When times become hard and it seems that there is no way out, is when most finally cry out to God. Wisdom is having understanding and humility before the trial because they will continue to come. It knows that you were not created to figure things out by yourself and to only depend upon your own strength. Wisdom comprehends that God provides and it believes that He will answer when He is sought. Asking God for His wisdom is amongst the wisest things you can do. He knows about your past, He knows your current struggles, He desires to heal your heart and spirit, and He has prepared your future. With a pure, sincere, and discerning heart, ask God for wisdom and experience your mind, emotions, and will change. God’s wisdom, His truths, will truly bless you and help prepare you for the rest of your life, if you so choose to let them.

Anna M. Jones

Childhood Abuse and Using Our Voices

As most of us know, child molesters scare us quiet. So that I would remain silent about my own sexual, physical, and emotional abuse, I was told things like, “I will kill your brothers and sisters if you talk.” “I will kill your mother if you talk.” “I will kill you if you talk.” Of course, as a child, I never told anyone about the sins being wielded against my young human form.

But I am an adult now and God gave us a voice for a reason: to speak the truth. So I ask those of you this week that if you are scared to share your own story of abuse, be scared no more. You are in good and safe company.
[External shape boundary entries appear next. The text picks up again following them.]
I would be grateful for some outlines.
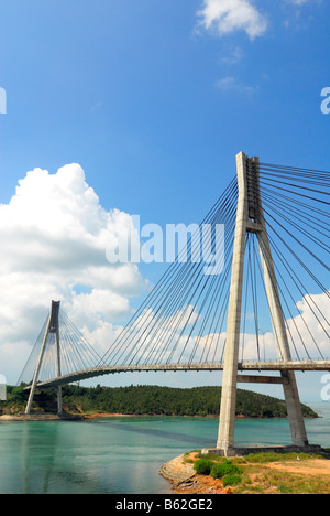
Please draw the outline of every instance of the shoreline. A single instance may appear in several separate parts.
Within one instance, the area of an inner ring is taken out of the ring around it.
[[[190,458],[195,452],[189,454]],[[231,494],[231,487],[223,487],[221,480],[211,476],[199,475],[194,470],[194,464],[184,461],[179,455],[165,462],[160,475],[172,484],[175,494]]]

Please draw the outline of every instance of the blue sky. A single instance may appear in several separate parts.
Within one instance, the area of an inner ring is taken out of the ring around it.
[[[241,150],[329,170],[326,0],[1,0],[0,12],[3,205],[28,171],[78,163],[105,211],[191,223]]]

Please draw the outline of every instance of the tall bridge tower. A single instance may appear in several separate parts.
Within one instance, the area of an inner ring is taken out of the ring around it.
[[[244,276],[245,237],[248,233],[253,233],[257,238],[273,333],[277,345],[278,359],[285,362],[292,361],[285,319],[280,304],[272,250],[260,195],[258,163],[258,158],[250,159],[243,152],[237,155],[239,200],[230,286],[220,424],[217,443],[217,449],[223,451],[223,453],[228,456],[234,454],[234,421],[237,407],[242,289]],[[282,372],[280,375],[280,383],[284,387],[293,443],[298,447],[306,447],[308,445],[308,439],[305,429],[295,373],[287,370]],[[250,377],[249,380],[253,381],[253,377]]]
[[[32,401],[35,393],[35,387],[37,384],[38,375],[43,365],[43,359],[45,356],[45,351],[47,346],[47,341],[51,334],[55,334],[55,347],[56,347],[56,374],[61,376],[61,350],[59,350],[59,305],[61,301],[52,301],[50,319],[46,326],[41,353],[38,356],[38,362],[34,373],[30,396],[25,409],[25,413],[29,415],[32,407]],[[57,413],[62,413],[62,387],[57,387]]]

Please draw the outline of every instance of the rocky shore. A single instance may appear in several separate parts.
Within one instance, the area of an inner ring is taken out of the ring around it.
[[[190,454],[194,460],[195,453]],[[184,460],[185,459],[185,460]],[[222,482],[211,476],[198,475],[194,464],[186,462],[187,456],[179,455],[165,462],[160,474],[167,480],[175,494],[230,494],[230,487],[223,487]]]

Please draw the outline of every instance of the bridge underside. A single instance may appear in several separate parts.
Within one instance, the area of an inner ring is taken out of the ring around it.
[[[202,370],[222,370],[223,363],[215,364],[163,364],[163,365],[135,365],[135,366],[112,366],[112,367],[92,367],[90,369],[77,370],[70,375],[59,376],[47,381],[38,383],[36,388],[46,389],[51,387],[59,387],[66,384],[74,384],[88,378],[95,378],[98,376],[106,376],[116,373],[143,373],[143,372],[202,372]],[[302,361],[302,362],[243,362],[239,364],[239,370],[241,372],[283,372],[283,370],[330,370],[330,361]],[[246,383],[249,381],[246,376]],[[257,376],[255,376],[257,378]],[[261,377],[261,383],[267,383],[266,377]],[[240,380],[243,381],[244,377],[241,376]],[[257,380],[256,380],[257,381]],[[276,383],[270,380],[268,383]],[[30,386],[25,387],[25,390],[30,390]]]

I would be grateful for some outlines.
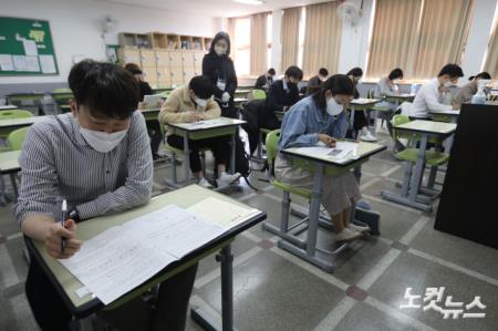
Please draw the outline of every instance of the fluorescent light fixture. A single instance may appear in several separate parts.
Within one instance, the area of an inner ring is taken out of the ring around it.
[[[264,0],[231,0],[231,1],[253,6],[263,4],[266,2]]]

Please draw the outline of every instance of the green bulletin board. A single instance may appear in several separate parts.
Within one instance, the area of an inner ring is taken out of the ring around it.
[[[49,21],[0,17],[0,76],[58,73]]]

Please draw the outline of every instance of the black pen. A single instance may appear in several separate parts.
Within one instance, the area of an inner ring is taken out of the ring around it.
[[[62,210],[61,210],[61,225],[63,228],[65,228],[65,220],[68,219],[68,201],[65,199],[62,200]],[[65,248],[65,238],[62,237],[61,239],[61,254],[64,252]]]

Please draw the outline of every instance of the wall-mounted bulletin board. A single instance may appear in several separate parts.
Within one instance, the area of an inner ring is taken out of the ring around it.
[[[0,76],[58,73],[49,21],[0,17]]]

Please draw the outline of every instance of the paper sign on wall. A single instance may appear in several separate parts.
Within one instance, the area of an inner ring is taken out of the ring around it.
[[[43,73],[55,73],[53,55],[40,55],[40,65]]]

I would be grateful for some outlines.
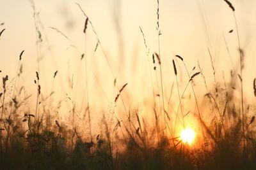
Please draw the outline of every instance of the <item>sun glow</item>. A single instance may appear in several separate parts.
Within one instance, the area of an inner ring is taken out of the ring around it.
[[[180,132],[180,138],[183,143],[192,143],[195,139],[195,131],[189,127],[186,127]]]

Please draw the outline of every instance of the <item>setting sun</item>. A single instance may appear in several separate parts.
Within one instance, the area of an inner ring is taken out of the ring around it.
[[[180,132],[180,138],[183,143],[191,144],[195,139],[195,134],[189,127],[183,129]]]

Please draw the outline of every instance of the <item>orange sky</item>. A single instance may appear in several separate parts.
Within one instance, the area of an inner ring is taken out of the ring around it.
[[[248,96],[252,97],[252,81],[256,76],[254,73],[256,59],[253,56],[256,49],[254,33],[256,2],[253,0],[232,1],[236,9],[241,46],[246,54],[245,91]],[[127,92],[124,94],[125,97],[129,97],[127,104],[136,106],[143,103],[145,97],[150,96],[152,89],[148,59],[139,27],[143,29],[150,48],[150,68],[154,73],[151,54],[158,52],[156,30],[157,1],[35,1],[44,28],[44,30],[40,28],[43,34],[40,47],[42,59],[40,62],[43,94],[45,96],[50,94],[53,73],[58,70],[54,89],[59,98],[65,98],[67,94],[79,103],[84,97],[84,62],[81,62],[80,57],[84,52],[83,29],[85,18],[75,3],[81,4],[92,22],[119,86],[128,83]],[[235,32],[228,33],[230,29],[235,29],[235,25],[232,11],[227,5],[223,1],[160,0],[159,8],[164,92],[170,94],[171,85],[175,80],[172,63],[173,54],[182,55],[190,69],[197,66],[199,60],[209,86],[213,85],[207,47],[214,56],[218,70],[217,80],[222,81],[223,72],[228,80],[232,65],[223,34],[234,64],[239,59],[239,53],[236,50]],[[29,1],[1,0],[0,16],[0,23],[4,22],[4,25],[0,26],[0,30],[6,29],[0,38],[0,69],[3,71],[0,75],[8,74],[11,78],[14,77],[19,55],[24,50],[22,60],[23,80],[19,82],[20,85],[31,87],[28,88],[28,94],[35,93],[36,87],[33,81],[37,71],[37,59],[36,34],[30,3]],[[70,41],[49,27],[60,29]],[[45,36],[49,46],[46,43]],[[79,52],[70,47],[71,44],[77,46]],[[109,103],[117,93],[102,48],[99,47],[93,54],[96,44],[95,36],[92,28],[88,27],[86,45],[90,67],[88,90],[90,99],[96,99],[92,101],[93,106],[97,106],[99,103]],[[52,53],[49,47],[52,49]],[[178,69],[179,75],[180,73],[180,70]],[[185,81],[184,69],[182,73],[182,80]],[[68,88],[68,77],[72,79],[72,75],[74,90]],[[196,83],[202,85],[203,81],[198,79]],[[186,83],[183,84],[184,87]],[[201,85],[198,88],[200,94],[206,92],[201,90]]]

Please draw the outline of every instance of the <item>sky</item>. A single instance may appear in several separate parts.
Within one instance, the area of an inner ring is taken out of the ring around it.
[[[248,99],[251,99],[253,97],[252,81],[256,76],[254,67],[256,2],[230,1],[236,8],[241,45],[245,53],[244,91]],[[18,83],[27,87],[27,94],[35,94],[36,87],[33,81],[35,71],[38,70],[38,52],[42,95],[49,96],[53,89],[59,100],[65,100],[69,96],[74,99],[77,106],[83,105],[86,103],[87,88],[85,62],[81,57],[85,53],[88,91],[92,106],[106,103],[108,107],[113,103],[118,94],[113,85],[115,78],[119,87],[128,83],[127,92],[123,96],[127,106],[150,103],[149,99],[152,99],[152,90],[150,76],[153,77],[155,93],[161,93],[159,66],[154,71],[152,60],[152,54],[159,53],[156,29],[157,1],[35,0],[34,2],[40,18],[36,20],[36,25],[39,25],[43,39],[38,51],[36,43],[38,34],[30,1],[0,0],[0,23],[4,23],[0,26],[0,30],[6,29],[0,37],[1,76],[8,74],[13,81],[19,55],[22,50],[25,50],[21,61],[23,73]],[[86,35],[83,34],[86,18],[76,3],[81,5],[88,16],[97,36],[90,25]],[[239,53],[234,16],[223,1],[159,0],[159,25],[162,33],[159,43],[164,91],[166,94],[170,94],[175,80],[172,62],[174,59],[179,63],[174,57],[177,54],[182,56],[189,70],[196,66],[196,71],[198,71],[198,62],[208,85],[212,87],[214,76],[209,48],[217,70],[217,81],[223,82],[224,78],[228,81],[230,69],[238,66]],[[140,27],[149,48],[148,57]],[[51,27],[58,29],[68,39]],[[228,33],[232,29],[233,32]],[[102,46],[99,46],[94,52],[97,38]],[[188,80],[185,70],[181,63],[177,64],[179,80],[184,88],[184,82]],[[58,74],[54,80],[56,71],[58,71]],[[204,84],[202,78],[195,83],[198,85],[196,87],[198,96],[206,93],[205,90],[201,90]],[[35,97],[33,95],[31,102]]]

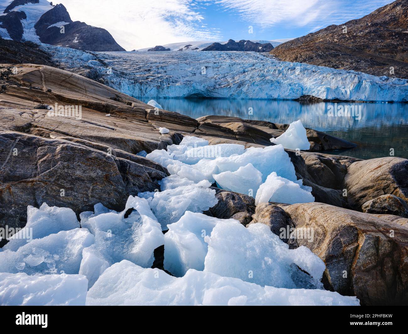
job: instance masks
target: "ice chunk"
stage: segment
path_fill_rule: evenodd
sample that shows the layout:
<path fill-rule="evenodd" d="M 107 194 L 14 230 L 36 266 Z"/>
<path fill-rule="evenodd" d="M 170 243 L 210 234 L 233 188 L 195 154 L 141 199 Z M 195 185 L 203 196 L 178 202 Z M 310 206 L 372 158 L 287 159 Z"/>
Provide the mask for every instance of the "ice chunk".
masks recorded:
<path fill-rule="evenodd" d="M 159 128 L 159 132 L 162 135 L 164 135 L 165 133 L 168 133 L 170 131 L 167 128 Z"/>
<path fill-rule="evenodd" d="M 202 213 L 187 211 L 176 223 L 167 226 L 164 234 L 164 268 L 173 275 L 183 276 L 190 268 L 202 270 L 208 245 L 204 237 L 217 223 L 234 219 L 221 219 Z"/>
<path fill-rule="evenodd" d="M 71 209 L 49 206 L 46 203 L 43 203 L 39 209 L 29 205 L 25 227 L 10 238 L 2 249 L 16 251 L 33 239 L 79 227 L 79 222 Z"/>
<path fill-rule="evenodd" d="M 310 187 L 306 188 L 310 189 Z M 255 198 L 255 204 L 268 202 L 294 204 L 314 202 L 315 197 L 299 183 L 281 177 L 273 172 L 261 185 Z"/>
<path fill-rule="evenodd" d="M 88 281 L 82 275 L 30 276 L 0 273 L 0 305 L 84 305 Z"/>
<path fill-rule="evenodd" d="M 147 201 L 137 197 L 129 197 L 122 212 L 95 213 L 81 224 L 95 236 L 95 243 L 83 250 L 79 270 L 89 287 L 106 268 L 122 260 L 151 267 L 154 250 L 164 243 L 161 226 Z"/>
<path fill-rule="evenodd" d="M 191 167 L 200 170 L 206 176 L 209 173 L 212 173 L 207 178 L 211 182 L 210 178 L 212 178 L 213 174 L 228 171 L 235 172 L 248 164 L 252 164 L 262 173 L 263 182 L 265 182 L 266 177 L 272 172 L 291 181 L 294 181 L 297 179 L 295 167 L 282 145 L 264 148 L 249 147 L 242 154 L 219 157 L 213 160 L 203 159 Z"/>
<path fill-rule="evenodd" d="M 337 292 L 262 287 L 194 269 L 190 269 L 182 277 L 174 277 L 162 270 L 143 268 L 124 260 L 101 275 L 88 291 L 86 304 L 357 306 L 359 302 L 355 297 Z"/>
<path fill-rule="evenodd" d="M 196 187 L 201 187 L 203 188 L 208 188 L 211 186 L 211 184 L 206 180 L 203 180 L 197 183 L 195 183 L 194 181 L 185 177 L 181 177 L 177 175 L 171 175 L 162 179 L 159 181 L 159 184 L 162 191 L 192 184 Z"/>
<path fill-rule="evenodd" d="M 213 177 L 222 189 L 241 194 L 251 193 L 254 197 L 262 183 L 262 173 L 252 164 L 240 167 L 236 171 L 224 172 Z"/>
<path fill-rule="evenodd" d="M 153 108 L 157 108 L 159 109 L 163 109 L 163 108 L 162 108 L 162 106 L 156 102 L 156 101 L 154 100 L 150 100 L 150 101 L 147 102 L 147 104 L 149 104 L 149 106 L 151 106 L 153 107 Z"/>
<path fill-rule="evenodd" d="M 281 144 L 288 150 L 308 150 L 310 143 L 306 135 L 306 129 L 299 119 L 290 123 L 287 130 L 277 138 L 271 138 L 271 142 Z"/>
<path fill-rule="evenodd" d="M 136 155 L 139 155 L 140 157 L 146 157 L 146 156 L 147 155 L 147 152 L 144 150 L 143 151 L 140 151 L 140 152 L 137 152 L 136 154 Z"/>
<path fill-rule="evenodd" d="M 321 287 L 326 268 L 323 261 L 306 247 L 289 249 L 264 224 L 252 224 L 248 228 L 228 221 L 217 224 L 204 240 L 208 243 L 204 271 L 263 286 Z"/>
<path fill-rule="evenodd" d="M 197 146 L 196 143 L 193 146 L 180 147 L 178 150 L 173 149 L 174 159 L 184 164 L 193 164 L 201 159 L 212 160 L 219 157 L 231 157 L 234 155 L 241 155 L 245 151 L 243 145 L 237 144 L 218 144 Z"/>
<path fill-rule="evenodd" d="M 162 225 L 163 230 L 167 224 L 180 219 L 186 211 L 202 212 L 218 203 L 215 190 L 194 185 L 184 186 L 164 191 L 140 193 L 149 199 L 152 211 Z"/>
<path fill-rule="evenodd" d="M 82 250 L 94 240 L 86 228 L 61 231 L 34 239 L 15 252 L 0 252 L 0 272 L 78 274 Z"/>

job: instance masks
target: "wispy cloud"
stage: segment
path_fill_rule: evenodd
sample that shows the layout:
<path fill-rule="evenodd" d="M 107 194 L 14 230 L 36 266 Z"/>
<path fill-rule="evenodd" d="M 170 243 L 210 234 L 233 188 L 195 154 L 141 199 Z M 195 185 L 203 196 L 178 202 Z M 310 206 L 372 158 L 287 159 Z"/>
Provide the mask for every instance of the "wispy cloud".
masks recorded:
<path fill-rule="evenodd" d="M 64 0 L 74 20 L 107 30 L 126 50 L 181 41 L 218 40 L 193 0 Z"/>
<path fill-rule="evenodd" d="M 2 0 L 0 0 L 1 1 Z M 11 1 L 11 0 L 10 0 Z M 237 20 L 307 33 L 358 18 L 392 0 L 62 0 L 74 20 L 107 29 L 126 50 L 191 40 L 222 40 Z M 224 29 L 208 24 L 217 12 Z M 231 16 L 232 15 L 232 16 Z M 214 20 L 213 20 L 213 22 Z M 210 21 L 211 22 L 211 21 Z M 246 26 L 247 27 L 247 26 Z M 237 35 L 239 35 L 237 31 Z M 231 34 L 229 31 L 228 34 Z M 288 33 L 290 37 L 292 34 Z"/>
<path fill-rule="evenodd" d="M 203 0 L 207 1 L 207 0 Z M 241 19 L 262 28 L 326 27 L 357 18 L 392 0 L 214 0 Z"/>

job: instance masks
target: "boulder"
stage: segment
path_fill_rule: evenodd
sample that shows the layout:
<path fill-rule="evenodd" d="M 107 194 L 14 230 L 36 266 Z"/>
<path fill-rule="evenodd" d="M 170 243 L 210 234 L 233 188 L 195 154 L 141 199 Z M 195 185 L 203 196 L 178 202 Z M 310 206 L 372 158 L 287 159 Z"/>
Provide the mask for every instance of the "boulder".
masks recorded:
<path fill-rule="evenodd" d="M 408 303 L 408 228 L 322 203 L 282 207 L 296 228 L 313 229 L 312 242 L 296 242 L 326 263 L 326 288 L 356 296 L 361 305 Z"/>
<path fill-rule="evenodd" d="M 3 131 L 0 143 L 0 227 L 23 227 L 27 206 L 44 202 L 77 214 L 100 202 L 120 211 L 130 195 L 160 189 L 168 175 L 146 158 L 134 162 L 67 140 Z"/>
<path fill-rule="evenodd" d="M 394 215 L 408 218 L 408 204 L 402 198 L 394 195 L 382 195 L 367 201 L 361 208 L 367 213 Z"/>
<path fill-rule="evenodd" d="M 288 226 L 289 228 L 293 227 L 290 216 L 282 208 L 271 203 L 263 203 L 257 206 L 255 213 L 252 215 L 252 221 L 248 225 L 262 223 L 267 226 L 272 232 L 277 235 L 281 234 L 281 228 L 284 228 L 286 230 Z M 284 242 L 288 241 L 286 238 L 282 238 L 282 240 Z"/>
<path fill-rule="evenodd" d="M 355 210 L 382 195 L 407 201 L 408 160 L 387 157 L 354 162 L 347 168 L 342 188 L 347 190 L 348 201 Z"/>
<path fill-rule="evenodd" d="M 215 197 L 218 200 L 218 203 L 209 210 L 213 217 L 221 219 L 233 218 L 244 226 L 251 221 L 251 216 L 255 212 L 253 197 L 214 187 L 211 188 L 215 190 Z"/>

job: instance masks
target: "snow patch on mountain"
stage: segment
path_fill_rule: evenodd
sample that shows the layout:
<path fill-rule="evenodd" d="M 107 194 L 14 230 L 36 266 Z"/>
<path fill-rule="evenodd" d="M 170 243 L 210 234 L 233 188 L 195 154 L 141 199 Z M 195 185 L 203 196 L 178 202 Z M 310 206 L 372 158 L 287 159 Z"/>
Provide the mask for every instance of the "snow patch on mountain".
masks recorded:
<path fill-rule="evenodd" d="M 3 2 L 0 5 L 0 10 L 1 13 L 0 15 L 5 15 L 3 12 L 6 7 L 11 3 L 11 0 Z M 3 7 L 4 6 L 4 8 Z M 38 37 L 34 25 L 40 20 L 43 14 L 50 9 L 52 9 L 53 6 L 47 0 L 40 0 L 38 3 L 29 3 L 25 4 L 18 6 L 13 8 L 10 11 L 23 11 L 27 16 L 26 19 L 21 20 L 21 24 L 22 25 L 23 33 L 22 39 L 24 40 L 31 41 L 36 43 L 40 43 L 40 38 Z"/>

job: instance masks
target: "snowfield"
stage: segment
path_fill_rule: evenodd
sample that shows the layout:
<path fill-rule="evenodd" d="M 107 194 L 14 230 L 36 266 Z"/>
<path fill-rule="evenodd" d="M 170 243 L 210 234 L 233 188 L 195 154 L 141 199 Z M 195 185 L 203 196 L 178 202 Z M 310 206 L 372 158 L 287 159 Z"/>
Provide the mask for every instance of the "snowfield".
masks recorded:
<path fill-rule="evenodd" d="M 107 84 L 135 97 L 294 100 L 311 95 L 327 100 L 408 101 L 407 80 L 282 62 L 268 54 L 86 53 L 48 45 L 43 47 L 67 70 L 92 68 Z"/>

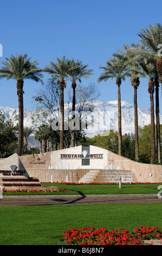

No matter your age, tell a friend, a pastor, a counselor. Go on one of the many private Facebook groups and tell your story. Child molesters have no right to extinguish our voices. It is we, adult survivors of childhood abuse, who have the absolute God-given right to extinguish their evil voices from our lives.

I wish you God’s peace.

Sherri L. Board

Seek God With Patience

In today’s world where things move fast, where people strive toward success, we can often lose sight of what is truly important. We distort the fundamental truths of why we are here on this earth. And we become impatient, anxious, and self-absorbed on what we want instead of what we truly need and have been called to achieve. The world was created to be a beautiful place yet evil’s dysfunctions are rampant and the abused being can be easily swayed by its lies. Do not place your identity on what has happened to you or even on what you can gain despite it; establish it upon who God created you to be. You are loved, you are worthy, and you have been gifted for specific divine purposes. God hasbeen so gracious and patient with you so be kind to yourself. Ask him what his will is for your life and truly allow yourself to hear from him. Read his Word, seek his truths, wholeheartedly believe, and faithfully wait.

Anna M. Jones

Words of Faith

Today is the day to fully surrender to God’s will. We must be filled with his Holy Spirit and look to his biblical plans and divine purposes in order to truly understand and be fulfilled. God is just, he does not contradict, he fully loves, and in him is where one’s true identity lies. The abused soul often grapples with their abusive past while attempting to own their calling and righteousness in Christ. This struggle, though difficult and downright unnerving at times, will be your greatest victory when driven by God’s power and overcome in his strength. The honesty and humility it takes to admit that you cannot survive alone builds from the truth you stand upon to live your life for Jesus Christ. Submit in obedience to your Maker and wholeheartedly love yourself because God has so graciously chosen you. Humbly live your life and use your past as your testimony to help others for God’s glory. Relinquish what was not intended to be controlled and confidently walk in faith.